De plus, il est plus pratique pour les talibans d’utiliser ces combattants pour réprimer la résistance potentielle à leur règne dans les régions du nord de l’Afghanistan. L’option de déplacer ces combattants n’est peut-être pas uniquement due à des contraintes géopolitiques, mais à un calcul tactique du régime taliban.
L’ensemble de l’exercice de relocalisation aura peu d’incidence sur la portée et l’empreinte du TTP dans ses régions administratives. L’investissement du TTP dans l’amélioration de son empreinte en dehors du KPK, c’est-à-dire du Pendjab et du Balouchistan, garantit la capacité d’attaquer à volonté au Pakistan.

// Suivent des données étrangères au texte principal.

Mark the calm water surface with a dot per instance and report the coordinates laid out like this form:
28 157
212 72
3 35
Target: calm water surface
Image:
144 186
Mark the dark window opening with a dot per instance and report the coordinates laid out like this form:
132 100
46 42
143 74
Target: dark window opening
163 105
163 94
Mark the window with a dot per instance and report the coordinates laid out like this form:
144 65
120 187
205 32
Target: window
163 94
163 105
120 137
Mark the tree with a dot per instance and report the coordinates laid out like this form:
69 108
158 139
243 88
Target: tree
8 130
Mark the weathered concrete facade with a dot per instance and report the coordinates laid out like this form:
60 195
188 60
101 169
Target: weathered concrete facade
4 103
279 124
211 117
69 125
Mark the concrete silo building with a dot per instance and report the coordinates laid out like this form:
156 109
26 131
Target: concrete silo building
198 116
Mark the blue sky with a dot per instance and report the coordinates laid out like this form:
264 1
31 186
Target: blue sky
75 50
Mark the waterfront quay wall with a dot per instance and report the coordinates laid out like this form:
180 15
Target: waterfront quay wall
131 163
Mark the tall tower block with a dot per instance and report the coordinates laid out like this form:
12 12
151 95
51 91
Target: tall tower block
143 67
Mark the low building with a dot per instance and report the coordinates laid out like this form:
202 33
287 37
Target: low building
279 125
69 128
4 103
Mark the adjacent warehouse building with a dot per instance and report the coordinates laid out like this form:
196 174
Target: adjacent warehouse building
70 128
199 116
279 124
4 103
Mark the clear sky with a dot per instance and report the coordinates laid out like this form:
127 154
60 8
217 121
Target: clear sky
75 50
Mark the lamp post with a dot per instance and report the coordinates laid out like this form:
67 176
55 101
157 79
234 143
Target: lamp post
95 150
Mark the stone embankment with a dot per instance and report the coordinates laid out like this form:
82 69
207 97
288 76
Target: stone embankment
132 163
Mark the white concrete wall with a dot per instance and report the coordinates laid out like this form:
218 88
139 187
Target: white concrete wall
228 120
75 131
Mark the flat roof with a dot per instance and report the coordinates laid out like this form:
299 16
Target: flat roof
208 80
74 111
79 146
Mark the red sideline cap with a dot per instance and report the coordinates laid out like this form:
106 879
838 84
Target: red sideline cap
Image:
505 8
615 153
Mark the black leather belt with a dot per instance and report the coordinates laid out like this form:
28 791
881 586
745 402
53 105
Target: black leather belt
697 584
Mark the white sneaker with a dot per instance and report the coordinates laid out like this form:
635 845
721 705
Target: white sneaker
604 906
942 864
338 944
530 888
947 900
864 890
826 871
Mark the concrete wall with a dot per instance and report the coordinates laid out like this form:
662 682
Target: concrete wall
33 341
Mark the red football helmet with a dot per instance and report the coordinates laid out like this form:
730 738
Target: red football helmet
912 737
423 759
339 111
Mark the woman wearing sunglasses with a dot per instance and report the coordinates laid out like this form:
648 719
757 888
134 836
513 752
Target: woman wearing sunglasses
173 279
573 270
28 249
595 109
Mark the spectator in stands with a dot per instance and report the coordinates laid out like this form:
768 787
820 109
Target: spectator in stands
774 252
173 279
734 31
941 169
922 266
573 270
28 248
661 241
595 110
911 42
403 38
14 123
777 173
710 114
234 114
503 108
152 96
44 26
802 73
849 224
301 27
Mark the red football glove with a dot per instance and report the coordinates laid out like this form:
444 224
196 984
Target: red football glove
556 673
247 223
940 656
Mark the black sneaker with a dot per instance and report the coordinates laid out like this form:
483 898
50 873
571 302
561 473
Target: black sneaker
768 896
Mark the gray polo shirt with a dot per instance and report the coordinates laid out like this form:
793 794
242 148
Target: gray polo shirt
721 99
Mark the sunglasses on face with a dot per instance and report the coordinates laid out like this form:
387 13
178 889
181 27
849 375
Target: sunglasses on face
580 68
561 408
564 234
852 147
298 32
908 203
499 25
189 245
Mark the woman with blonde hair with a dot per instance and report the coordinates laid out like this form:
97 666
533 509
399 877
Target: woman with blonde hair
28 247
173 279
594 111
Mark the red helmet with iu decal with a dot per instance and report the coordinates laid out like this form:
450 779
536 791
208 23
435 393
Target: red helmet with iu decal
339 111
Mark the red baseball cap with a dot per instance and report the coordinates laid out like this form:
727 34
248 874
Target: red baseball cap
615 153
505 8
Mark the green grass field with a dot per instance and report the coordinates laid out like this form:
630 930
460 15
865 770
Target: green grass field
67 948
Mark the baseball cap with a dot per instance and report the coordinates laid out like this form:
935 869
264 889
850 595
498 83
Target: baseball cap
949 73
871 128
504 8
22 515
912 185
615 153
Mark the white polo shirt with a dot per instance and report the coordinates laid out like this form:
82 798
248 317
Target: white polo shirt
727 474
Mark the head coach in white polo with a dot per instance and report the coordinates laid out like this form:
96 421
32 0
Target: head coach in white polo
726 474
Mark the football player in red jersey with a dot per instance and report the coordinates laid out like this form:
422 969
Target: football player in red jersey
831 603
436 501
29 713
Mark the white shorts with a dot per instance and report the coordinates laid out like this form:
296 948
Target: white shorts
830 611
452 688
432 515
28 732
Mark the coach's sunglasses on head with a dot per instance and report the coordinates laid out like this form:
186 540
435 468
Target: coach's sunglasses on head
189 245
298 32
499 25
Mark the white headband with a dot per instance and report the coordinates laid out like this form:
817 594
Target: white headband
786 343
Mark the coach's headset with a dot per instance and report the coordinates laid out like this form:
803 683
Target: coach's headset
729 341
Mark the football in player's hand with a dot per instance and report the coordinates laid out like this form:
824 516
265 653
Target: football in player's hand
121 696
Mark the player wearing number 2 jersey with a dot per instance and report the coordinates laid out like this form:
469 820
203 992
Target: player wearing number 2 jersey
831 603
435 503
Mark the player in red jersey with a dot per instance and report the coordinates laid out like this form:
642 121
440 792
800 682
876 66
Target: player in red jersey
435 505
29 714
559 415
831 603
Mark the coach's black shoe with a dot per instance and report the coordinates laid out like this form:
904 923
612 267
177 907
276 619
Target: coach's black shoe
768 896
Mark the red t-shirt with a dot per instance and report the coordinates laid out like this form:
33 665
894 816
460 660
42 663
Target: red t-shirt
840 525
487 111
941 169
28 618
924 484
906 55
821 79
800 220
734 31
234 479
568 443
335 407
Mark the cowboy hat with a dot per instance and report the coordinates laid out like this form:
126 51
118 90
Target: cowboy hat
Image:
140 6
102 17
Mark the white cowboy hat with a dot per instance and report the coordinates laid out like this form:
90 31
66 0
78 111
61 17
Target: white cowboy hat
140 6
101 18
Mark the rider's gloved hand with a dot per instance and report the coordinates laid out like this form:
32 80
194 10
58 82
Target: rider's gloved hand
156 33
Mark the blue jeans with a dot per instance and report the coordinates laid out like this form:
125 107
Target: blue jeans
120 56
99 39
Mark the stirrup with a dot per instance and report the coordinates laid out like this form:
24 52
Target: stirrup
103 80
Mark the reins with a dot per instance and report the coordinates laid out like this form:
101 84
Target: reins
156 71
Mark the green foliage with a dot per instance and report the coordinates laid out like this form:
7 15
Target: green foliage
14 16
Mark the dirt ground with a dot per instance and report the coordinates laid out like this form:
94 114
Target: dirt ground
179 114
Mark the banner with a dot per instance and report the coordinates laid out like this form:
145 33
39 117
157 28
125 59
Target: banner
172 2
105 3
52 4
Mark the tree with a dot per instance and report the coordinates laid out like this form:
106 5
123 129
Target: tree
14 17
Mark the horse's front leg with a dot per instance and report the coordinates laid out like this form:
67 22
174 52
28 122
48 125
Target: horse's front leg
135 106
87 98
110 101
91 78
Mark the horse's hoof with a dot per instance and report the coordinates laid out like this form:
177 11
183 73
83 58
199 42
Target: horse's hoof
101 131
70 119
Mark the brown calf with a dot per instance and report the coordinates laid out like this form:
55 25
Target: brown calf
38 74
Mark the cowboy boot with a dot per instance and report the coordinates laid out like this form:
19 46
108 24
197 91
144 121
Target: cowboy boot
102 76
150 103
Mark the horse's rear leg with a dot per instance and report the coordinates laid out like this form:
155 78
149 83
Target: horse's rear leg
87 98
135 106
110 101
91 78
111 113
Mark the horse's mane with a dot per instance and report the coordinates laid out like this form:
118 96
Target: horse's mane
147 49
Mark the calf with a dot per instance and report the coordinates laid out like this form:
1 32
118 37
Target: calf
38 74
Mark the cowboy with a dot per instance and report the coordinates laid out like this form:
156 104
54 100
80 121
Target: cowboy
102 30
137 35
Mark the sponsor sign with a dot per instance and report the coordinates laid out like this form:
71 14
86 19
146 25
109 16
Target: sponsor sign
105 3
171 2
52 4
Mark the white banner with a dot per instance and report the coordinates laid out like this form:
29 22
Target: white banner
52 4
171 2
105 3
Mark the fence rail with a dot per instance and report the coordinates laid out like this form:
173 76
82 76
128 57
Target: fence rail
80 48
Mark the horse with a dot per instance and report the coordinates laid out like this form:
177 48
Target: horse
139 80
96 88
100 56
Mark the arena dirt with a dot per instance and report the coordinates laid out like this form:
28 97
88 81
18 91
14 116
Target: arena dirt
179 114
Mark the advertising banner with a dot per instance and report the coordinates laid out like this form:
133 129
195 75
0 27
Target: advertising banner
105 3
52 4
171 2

Dans cet environnement d’insécurité, le Pakistan se retrouve en eaux troubles. L’émergence du TTP met plus de pression sur le Pakistan pour lutter contre le militantisme et la radicalisation au KPK et au-delà. Un TTP intrépide inspirera d’autres groupes sectaires, ce qui pourrait constituer de sérieuses menaces pour la stabilité politique et économique dans les temps à venir.